On top of this, the commission concludes that funding is inadequate, with insufficient public money currently spent on social care, and more resources needed to meet future health and care needs as the population ages. This raises questions of affordability and the need to make difficult choices about how to meet these costs, including the balance between public and private funding, which the commission will address in its final report in the autumn.

The commission’s chair, Kate Barker, said: ‘The current systems rub up against each other like bones in an open fracture. The lack of alignment between them leads to serious problems of co-ordination, with the NHS and local authorities battling over who should pay for what, and patients, service users and their families left confused and bewildered. This is not sustainable – we need a new settlement fit for the 21st century.

‘This report is our stake in the ground. The prize we seek – a single, seamless health and social care system that offers equal support for equal need – is a significant one. This necessitates making choices about how to pay for a better system – hard choices that we must look squarely in the eye.’
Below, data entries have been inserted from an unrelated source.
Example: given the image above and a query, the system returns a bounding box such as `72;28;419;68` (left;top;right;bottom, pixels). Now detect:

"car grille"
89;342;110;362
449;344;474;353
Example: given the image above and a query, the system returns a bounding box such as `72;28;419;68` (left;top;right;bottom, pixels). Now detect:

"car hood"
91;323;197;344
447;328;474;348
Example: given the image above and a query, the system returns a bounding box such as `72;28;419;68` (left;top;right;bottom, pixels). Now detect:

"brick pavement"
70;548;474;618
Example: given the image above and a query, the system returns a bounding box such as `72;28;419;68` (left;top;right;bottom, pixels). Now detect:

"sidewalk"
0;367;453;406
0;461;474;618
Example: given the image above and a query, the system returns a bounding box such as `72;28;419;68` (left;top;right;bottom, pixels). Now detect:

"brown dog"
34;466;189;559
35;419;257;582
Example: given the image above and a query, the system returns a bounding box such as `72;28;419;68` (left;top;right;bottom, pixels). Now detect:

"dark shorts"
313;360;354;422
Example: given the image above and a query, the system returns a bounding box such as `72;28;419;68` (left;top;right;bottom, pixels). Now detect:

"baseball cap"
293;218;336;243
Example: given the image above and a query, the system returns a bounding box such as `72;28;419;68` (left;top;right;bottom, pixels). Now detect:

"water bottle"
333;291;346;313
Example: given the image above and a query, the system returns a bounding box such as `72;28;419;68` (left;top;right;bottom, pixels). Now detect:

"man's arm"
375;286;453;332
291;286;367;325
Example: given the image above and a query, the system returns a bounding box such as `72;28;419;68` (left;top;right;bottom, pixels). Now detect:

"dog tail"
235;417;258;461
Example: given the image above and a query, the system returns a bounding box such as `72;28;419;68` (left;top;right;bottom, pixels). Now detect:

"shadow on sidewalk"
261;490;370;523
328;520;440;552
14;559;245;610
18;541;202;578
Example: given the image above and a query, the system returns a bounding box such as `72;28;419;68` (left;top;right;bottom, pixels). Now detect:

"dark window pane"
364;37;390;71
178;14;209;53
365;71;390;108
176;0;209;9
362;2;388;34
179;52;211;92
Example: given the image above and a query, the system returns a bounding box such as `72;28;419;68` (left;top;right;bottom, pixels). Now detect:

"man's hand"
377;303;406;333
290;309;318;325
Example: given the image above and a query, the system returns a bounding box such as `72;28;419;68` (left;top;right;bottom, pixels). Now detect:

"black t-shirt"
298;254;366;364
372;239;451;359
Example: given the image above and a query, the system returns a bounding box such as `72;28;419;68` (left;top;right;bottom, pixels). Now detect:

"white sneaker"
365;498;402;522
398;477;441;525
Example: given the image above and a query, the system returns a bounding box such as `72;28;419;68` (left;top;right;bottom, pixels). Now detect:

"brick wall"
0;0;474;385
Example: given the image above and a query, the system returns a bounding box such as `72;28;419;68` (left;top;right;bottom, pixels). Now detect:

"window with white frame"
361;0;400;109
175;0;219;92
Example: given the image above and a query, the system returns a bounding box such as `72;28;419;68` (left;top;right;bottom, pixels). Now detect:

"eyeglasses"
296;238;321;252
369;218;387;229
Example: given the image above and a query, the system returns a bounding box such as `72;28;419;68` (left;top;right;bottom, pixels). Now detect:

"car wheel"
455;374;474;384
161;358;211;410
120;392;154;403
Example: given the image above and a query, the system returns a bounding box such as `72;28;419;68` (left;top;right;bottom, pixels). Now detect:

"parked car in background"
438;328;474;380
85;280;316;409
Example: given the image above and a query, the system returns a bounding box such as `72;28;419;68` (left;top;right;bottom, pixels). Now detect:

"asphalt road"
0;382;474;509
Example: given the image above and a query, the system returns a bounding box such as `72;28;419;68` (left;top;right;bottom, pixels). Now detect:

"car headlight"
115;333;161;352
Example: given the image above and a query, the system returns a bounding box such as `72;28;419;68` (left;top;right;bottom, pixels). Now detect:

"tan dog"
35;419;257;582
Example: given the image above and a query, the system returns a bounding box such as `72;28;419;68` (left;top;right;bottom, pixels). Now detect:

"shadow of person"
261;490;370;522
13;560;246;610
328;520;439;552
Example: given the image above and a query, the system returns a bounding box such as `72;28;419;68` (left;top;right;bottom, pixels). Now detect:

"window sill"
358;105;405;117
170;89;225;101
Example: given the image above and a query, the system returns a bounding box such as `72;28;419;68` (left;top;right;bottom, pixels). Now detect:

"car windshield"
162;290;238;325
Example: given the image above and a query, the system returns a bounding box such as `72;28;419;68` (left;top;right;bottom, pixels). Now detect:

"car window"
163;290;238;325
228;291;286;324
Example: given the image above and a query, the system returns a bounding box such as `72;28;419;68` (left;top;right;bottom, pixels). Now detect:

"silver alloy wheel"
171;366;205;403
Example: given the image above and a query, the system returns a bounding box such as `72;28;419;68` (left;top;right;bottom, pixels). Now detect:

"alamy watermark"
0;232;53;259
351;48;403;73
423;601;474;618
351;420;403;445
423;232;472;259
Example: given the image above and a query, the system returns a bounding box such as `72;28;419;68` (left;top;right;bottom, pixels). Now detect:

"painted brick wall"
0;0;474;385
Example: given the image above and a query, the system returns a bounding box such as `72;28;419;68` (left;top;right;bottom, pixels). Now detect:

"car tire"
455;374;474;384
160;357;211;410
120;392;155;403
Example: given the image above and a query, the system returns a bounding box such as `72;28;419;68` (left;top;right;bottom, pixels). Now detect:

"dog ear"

Responding to the report, Chris Ham, Chief Executive of The King’s Fund said: ‘We welcome the commission’s report – it sets out a compelling case for change and hard choices that need to be faced. These choices present a significant challenge to politicians but with NHS and social care budgets now under huge strain, this is a debate we need to start before, not after, the next general election.’

The interim report outlines a number of options for funding increased health and social care spending and the criteria against which the commission will judge them. The commission will now seek views on these options and undertake further work on costings, before it publishes its final report in the autumn.